Saya lebih menyukai cover aslinya karena ada si burung biru di sana. Ditambah dengan gambar secangkir kopi dengan bentuk hati pada buih kopi dan sekantung kertas gula pasir yang bertuliskan "A Love Story in 140 Characters or Less" yang menjadi tagline yang tepat bagi buku ini.


Penulis :  Teresa Medeiros
Penerbit : Gramedia Pustaka Utama
Halaman : 248
Kategori : Contemporary Romance
ISBN : 9789792278378
Rating : untuk kisah dalam tweet Abby si penulis dan Mark si professor.


Tuesday 17 April 2012

#29 Sunset Bersama Rosie by Tere Liye



“Bukankah Uncle selalu bilang kita tidak boleh melupakan masa lalu. Berdamai tapi tidak melupakan.” (Sakura – p. 229)
Sebenarnya, apakah itu perasaan? Keinginan? Rasa memiliki? Rasa sakit, gelisah, sesak, tidak bisa tidur, kerinduan, kebencian? Bukankah dengan berlalunya waktu semuanya seperti gelas kosong yang berdebu, begitu-begitu saja, tidak istimewa. Malah lucu serta gemas saat dikenang.
Sebenarnya, apakah pengorbanan memiliki harga dan batasan? Atau priceless, tidak terbeli dengan uang, karena hanya kita lakukan untuk sesuatu yang amat spesial di waktu yang juga spesial? Atau boleh jadi gratis, karena kita lakukan saja, dan selalu menyenangkan untuk dilakukan berkali-kali.
Sebenarnya, siapakah yang selalu pantas kita sayangi?
Sebenarnya, apakah itu arti 'kesempatan'? Apakah itu makna 'keputusan'?
Bagaimana mungkin kita terkadang menyesal karena sebuah 'keputusan' atas sepucuk 'kesempatan'?

Sebenarnya, dalam hidup ini, ada banyak sekali pertanyaan tentang perasaan yang tidak pernah terjawab. Sayangnya, novel ini juga tidak bisa memberikan jawaban pasti atas pertanyaan-pertanyaan itu. Novel ini ditulis untuk menyediakan pengertian yang berbeda, melalui sebuah kisah di pantai yang elok. Semoga setelah membacanya, kita akan memiliki satu ruang kecil yang baru di hati, mari kita sebut dengan kamar 'pemahaman yang baru'.

^^^^^^^^^^

Malam masih belum larut saat Tegar melakukan teleconfrece dengan sahabatnya Nathan dan Rosie yang sedang merayakan ulang tahun pernikahan bersama keempat putri mereka, Anggrek, Sakura, Jasmine dan si kecil Lili di kafe milik Kadek di Jimbaran, Bali. Keempat anak-anak itu sangat heboh melakukan teleconfrence dengan Paman, Uncle, Om yang paling hebat, keren, dan super mereka. Saat itu juga menjadi momen yang meluluhlantakkan kehidupan mereka semua sebagaimana Bom meluluhlantakkan kafe Kadek pada malam itu.
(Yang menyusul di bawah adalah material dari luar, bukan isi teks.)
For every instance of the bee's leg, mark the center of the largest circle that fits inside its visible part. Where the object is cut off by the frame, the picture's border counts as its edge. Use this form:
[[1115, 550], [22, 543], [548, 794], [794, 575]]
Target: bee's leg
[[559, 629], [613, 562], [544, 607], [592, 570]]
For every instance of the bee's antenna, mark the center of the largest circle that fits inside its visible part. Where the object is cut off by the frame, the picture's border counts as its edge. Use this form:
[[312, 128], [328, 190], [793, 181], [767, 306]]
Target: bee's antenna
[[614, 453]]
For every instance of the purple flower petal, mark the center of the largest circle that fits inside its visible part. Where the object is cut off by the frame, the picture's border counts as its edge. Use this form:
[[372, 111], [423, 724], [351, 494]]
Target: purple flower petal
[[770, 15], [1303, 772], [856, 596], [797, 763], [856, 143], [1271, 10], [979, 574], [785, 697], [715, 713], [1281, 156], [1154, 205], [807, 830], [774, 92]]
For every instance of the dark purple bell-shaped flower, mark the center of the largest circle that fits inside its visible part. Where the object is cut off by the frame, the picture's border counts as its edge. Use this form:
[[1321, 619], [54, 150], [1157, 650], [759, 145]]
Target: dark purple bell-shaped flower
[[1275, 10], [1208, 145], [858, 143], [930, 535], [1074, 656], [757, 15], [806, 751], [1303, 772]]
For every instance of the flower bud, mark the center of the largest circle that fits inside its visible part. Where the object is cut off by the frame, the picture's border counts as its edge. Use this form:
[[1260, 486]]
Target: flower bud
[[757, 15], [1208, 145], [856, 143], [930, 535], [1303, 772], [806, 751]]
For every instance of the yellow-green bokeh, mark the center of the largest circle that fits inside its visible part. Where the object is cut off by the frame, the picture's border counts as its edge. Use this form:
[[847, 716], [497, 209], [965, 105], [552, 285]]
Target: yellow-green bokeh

Tanpa pikir panjang Tegar bergegas ke Bali mencari kabar kondisi terbaru keluarga Nathan. Terlalu terburu-burunya, ia sampai melupakan janji terpentingnya kepada Sekar. Di Bali ia mendapati Nathan meninggal dunia akibat cedera kepala parah, sementara Sakura mengalami patah tulang, syukurlah keadaan yang lain baik-baik saja.


Konon menurut Kubler-Ross ada beberapa fase emosi manusia yang berduka akibat kematian. Salah satu fase tersebut adalah depresi, yang juga dialami oleh Rosie. Akibat beratnya depresi yang dialami Rosie, Tegar memutuskan untuk memasukkan Rosie ke dalam shelter perawatan penanganan masalah kejiwaan. Ya... semenjak kejadian bom di Jimbaran Tegar mengambil alih urusan pengelolaan resor Nathan dan Rosie. Pengambilalihan itu juga berarti ikut mengurus seluruh anggota keluarga yang ditinggalkan Nathan, juga berarti Tegar kembali melupakan janjinya pada Sekar.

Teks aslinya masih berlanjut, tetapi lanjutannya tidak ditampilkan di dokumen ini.